Understanding Linear Regression

English
Statistics
Machine Learning
Author

Manuel Solano

Published

June 9, 2024

Understanding Linear Regression

Linear Regression is a fundamental yet powerful machine learning model that blends elements of statistics, linear algebra, and optimization. Understanding the concepts behind linear regression provides a strong foundation for understanding the core principles and structures of many other machine learning models.

In this post, we’ll explore how to use the Fish Market Dataset to predict the weight of fish using a linear regression model. We’ll consider five key features: Length1, Length2, Length3, Height, and Width.

Fish Market Data

Let’s relabel our five features as \(x_1\), \(x_2\), \(x_3\), \(x_4\), \(x5\) then write the fish weight as a function of these five features:

\[\displaystyle y = f(x_1,x_2,x_3, x_4, x_5)\]

Training Function (Model)

We assume that the weight depends linearly on the length features.

This means that the weight of a fish \(y\), can be computed using a linear combination of its five different length measurements, plus a bias term \(w_0\) giving the following training function:

\[\displaystyle y = w_0 + x_1w_1 + x_2w_2 + x_3w_3 + x_4w_4 + x_5w_5\]

After our major decision in the modeling process to use a linear training function \(f(x_1,x_2,x_3, x_4, x_5)\), all we have to do is to find the appropriate values of the parameters \(w_0\), \(w_1\), \(w_2\), \(w_3\), \(w_4\), and \(w_5\). We will learn the best values for \(w\)’s from the data.
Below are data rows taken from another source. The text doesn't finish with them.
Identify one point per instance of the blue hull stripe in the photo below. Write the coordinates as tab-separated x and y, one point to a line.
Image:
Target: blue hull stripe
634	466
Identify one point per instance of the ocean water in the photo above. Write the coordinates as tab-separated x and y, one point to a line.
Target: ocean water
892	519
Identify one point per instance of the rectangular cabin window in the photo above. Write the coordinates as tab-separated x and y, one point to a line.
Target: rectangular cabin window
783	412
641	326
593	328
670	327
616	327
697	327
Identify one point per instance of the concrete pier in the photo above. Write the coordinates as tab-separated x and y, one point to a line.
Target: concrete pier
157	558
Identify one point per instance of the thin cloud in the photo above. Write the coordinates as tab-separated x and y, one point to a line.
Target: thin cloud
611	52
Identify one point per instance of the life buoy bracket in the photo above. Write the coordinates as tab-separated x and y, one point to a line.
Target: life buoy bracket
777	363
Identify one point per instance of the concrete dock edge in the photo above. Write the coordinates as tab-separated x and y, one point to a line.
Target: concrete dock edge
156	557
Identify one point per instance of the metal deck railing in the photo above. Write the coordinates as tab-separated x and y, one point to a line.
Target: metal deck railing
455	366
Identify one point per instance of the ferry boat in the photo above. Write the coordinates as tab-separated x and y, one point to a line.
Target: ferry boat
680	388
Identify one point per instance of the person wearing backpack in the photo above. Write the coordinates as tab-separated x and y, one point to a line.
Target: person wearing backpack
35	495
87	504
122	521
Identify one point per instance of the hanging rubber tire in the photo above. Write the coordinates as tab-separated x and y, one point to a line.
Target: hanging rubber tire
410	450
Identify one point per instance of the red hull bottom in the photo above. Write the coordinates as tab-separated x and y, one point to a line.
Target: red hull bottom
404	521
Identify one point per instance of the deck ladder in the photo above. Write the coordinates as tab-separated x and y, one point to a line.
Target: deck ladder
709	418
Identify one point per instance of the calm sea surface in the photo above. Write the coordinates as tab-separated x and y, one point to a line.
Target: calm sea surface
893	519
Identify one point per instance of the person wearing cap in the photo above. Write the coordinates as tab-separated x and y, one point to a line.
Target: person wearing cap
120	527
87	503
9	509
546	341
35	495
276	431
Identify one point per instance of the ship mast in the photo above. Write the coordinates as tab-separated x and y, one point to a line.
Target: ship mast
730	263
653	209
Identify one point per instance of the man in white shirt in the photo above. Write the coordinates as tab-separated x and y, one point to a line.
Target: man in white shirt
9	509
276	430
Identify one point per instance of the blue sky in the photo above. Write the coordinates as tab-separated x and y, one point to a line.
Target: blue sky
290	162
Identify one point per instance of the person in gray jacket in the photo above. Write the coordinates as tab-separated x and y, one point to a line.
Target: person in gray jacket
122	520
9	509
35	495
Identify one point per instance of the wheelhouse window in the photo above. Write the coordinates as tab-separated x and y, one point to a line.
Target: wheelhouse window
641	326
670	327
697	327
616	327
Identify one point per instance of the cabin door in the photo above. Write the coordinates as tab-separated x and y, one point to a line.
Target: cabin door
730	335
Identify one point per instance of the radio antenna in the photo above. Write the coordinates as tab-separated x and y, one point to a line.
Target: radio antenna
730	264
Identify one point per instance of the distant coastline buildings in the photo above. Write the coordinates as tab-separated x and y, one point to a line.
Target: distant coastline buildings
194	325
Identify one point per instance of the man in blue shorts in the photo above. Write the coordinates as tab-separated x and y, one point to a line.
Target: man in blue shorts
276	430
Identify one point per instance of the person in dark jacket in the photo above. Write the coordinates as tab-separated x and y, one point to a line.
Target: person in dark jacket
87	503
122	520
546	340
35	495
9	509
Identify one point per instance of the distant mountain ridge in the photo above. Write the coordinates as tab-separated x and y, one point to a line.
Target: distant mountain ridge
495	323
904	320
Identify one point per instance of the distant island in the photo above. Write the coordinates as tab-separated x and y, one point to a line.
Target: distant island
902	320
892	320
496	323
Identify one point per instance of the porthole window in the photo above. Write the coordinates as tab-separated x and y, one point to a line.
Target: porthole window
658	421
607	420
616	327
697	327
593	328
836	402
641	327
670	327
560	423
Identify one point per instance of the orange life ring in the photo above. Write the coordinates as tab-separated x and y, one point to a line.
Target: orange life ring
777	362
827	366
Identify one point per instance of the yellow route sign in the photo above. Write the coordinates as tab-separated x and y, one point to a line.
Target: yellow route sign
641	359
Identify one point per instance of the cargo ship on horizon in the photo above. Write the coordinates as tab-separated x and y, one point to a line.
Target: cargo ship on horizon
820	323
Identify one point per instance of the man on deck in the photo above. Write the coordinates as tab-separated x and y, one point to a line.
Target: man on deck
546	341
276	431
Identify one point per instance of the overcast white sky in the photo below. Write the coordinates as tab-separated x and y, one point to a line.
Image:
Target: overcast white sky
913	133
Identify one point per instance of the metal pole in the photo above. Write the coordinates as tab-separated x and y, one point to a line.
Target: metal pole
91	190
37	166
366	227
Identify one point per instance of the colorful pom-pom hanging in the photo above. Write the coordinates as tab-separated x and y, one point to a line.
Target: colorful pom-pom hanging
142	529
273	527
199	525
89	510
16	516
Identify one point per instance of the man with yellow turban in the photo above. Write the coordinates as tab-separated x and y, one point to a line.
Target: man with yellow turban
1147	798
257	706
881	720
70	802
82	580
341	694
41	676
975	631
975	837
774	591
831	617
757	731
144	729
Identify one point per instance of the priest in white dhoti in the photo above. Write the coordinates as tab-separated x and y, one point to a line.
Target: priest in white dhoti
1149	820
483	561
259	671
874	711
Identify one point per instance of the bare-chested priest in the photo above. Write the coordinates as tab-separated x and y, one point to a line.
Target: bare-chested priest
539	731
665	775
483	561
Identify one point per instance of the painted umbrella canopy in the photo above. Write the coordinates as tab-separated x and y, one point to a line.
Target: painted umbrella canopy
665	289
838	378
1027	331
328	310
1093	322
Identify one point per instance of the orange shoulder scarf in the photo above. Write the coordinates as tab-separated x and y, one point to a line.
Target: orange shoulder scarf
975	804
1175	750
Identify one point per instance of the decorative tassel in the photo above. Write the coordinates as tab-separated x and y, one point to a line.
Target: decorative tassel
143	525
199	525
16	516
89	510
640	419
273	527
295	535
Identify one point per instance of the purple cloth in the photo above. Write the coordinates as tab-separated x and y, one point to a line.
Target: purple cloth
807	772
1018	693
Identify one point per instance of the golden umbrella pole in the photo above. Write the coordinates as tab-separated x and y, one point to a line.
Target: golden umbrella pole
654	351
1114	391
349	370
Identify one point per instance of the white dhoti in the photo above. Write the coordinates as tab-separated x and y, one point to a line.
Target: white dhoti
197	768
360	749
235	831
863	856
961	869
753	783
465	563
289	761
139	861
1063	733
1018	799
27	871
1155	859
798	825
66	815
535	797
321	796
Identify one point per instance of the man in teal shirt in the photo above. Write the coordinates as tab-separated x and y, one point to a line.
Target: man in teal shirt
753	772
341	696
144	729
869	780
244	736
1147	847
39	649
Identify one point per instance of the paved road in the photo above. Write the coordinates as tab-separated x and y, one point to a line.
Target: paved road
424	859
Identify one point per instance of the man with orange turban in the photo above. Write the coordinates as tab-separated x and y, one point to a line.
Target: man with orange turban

The process of using the data to find the appropriate \(w\)’s is called training the model. A trained model is then a model where the \(w\) values have been decided on.

For linear models, each parameter gives each feature a certain weight in the prediction process. So if the value of \(w_2\) is larger than the value of \(w_5\), then the second feature plays a more important role than the fifth feature in our prediction, assuming that the second and the fifth features have comparable scales. This is one of the reasons it is good to scale or normalize tha data before training the model.

Therefore, learning our \(w\)’s from the data allow us to mathematically compute the contribution of each feature to our predictions (or the importance of feature combinations if some features were combined during the data preparation stage, before training). In other words, the models learn how the data features interact and how strong these interactions are.

Loss Function

For linear regression, we use the mean squared error function. This function averages over the squared distance errors between the predictions and the true value for m data points.

\[ \text{Mean Squared Error (MSE)} = \displaystyle \frac{1}{m} \left( \left| y_{\text{predict}}^{1} - y_{\text{true}}^{1} \right|^2 + \left| y_{\text{predict}}^{2} - y_{\text{true}}^{2} \right|^2 + \cdots + \left| y_{\text{predict}}^{m} - y_{\text{true}}^{m} \right|^2 \right) \]

Let’s write the above expression more compactly using the sum notation:

\[ \text{Mean Squared Error (MSE)} = \frac{1}{m} \sum_{i=1}^{m} (y_{\text{predict}}^{i} - y_{\text{true}}^{i})^2 \] It is important to get into the habit of using the more compact linear algebra notation of vector and matrices.

Both software and the hardware are built for machine learning models are optimized for matrix and tensor (multidimensional matrices) computations.

Using Linear Algebra Notation, we can write the mean squared error as:

\[ \text{Mean Squared Error (MSE)} = \frac{1}{m} (\vec{y}_{\text{predict}} - \vec{y}_{\text{true}})^t (\vec{y}_{\text{predict}} - \vec{y}_{\text{true}}) \]

\[ \text{Mean Squared Error (MSE)} = \frac{1}{m} \left\| \vec{y}_{\text{predict}} - \vec{y}_{\text{true}} \right\|_{l^2}^2 \]

The last equality introduces the \(l^2\) norm of a vector which is just the \(\sqrt{\text{sum of squares of its components}}\).

Training Subset

\[ \begin{align*} y_{\text{predict}}^{1} &= w_0 + w_1 x_1^{1} + w_2 x_2^{1} + w_3 x_3^{1} + w_4 x_4^{1} + w_5 x_5^{1} \\ y_{\text{predict}}^{2} &= w_0 + w_1 x_1^{2} + w_2 x_2^{2} + w_3 x_3^{2} + w_4 x_4^{2} + w_5 x_5^{2} \\ &\vdots \\ y_{\text{predict}}^{m} &= w_0 + w_1 x_1^{m} + w_2 x_2^{m} + w_3 x_3^{m} + w_4 x_4^{m} + w_5 x_5^{m} \\ \end{align*} \]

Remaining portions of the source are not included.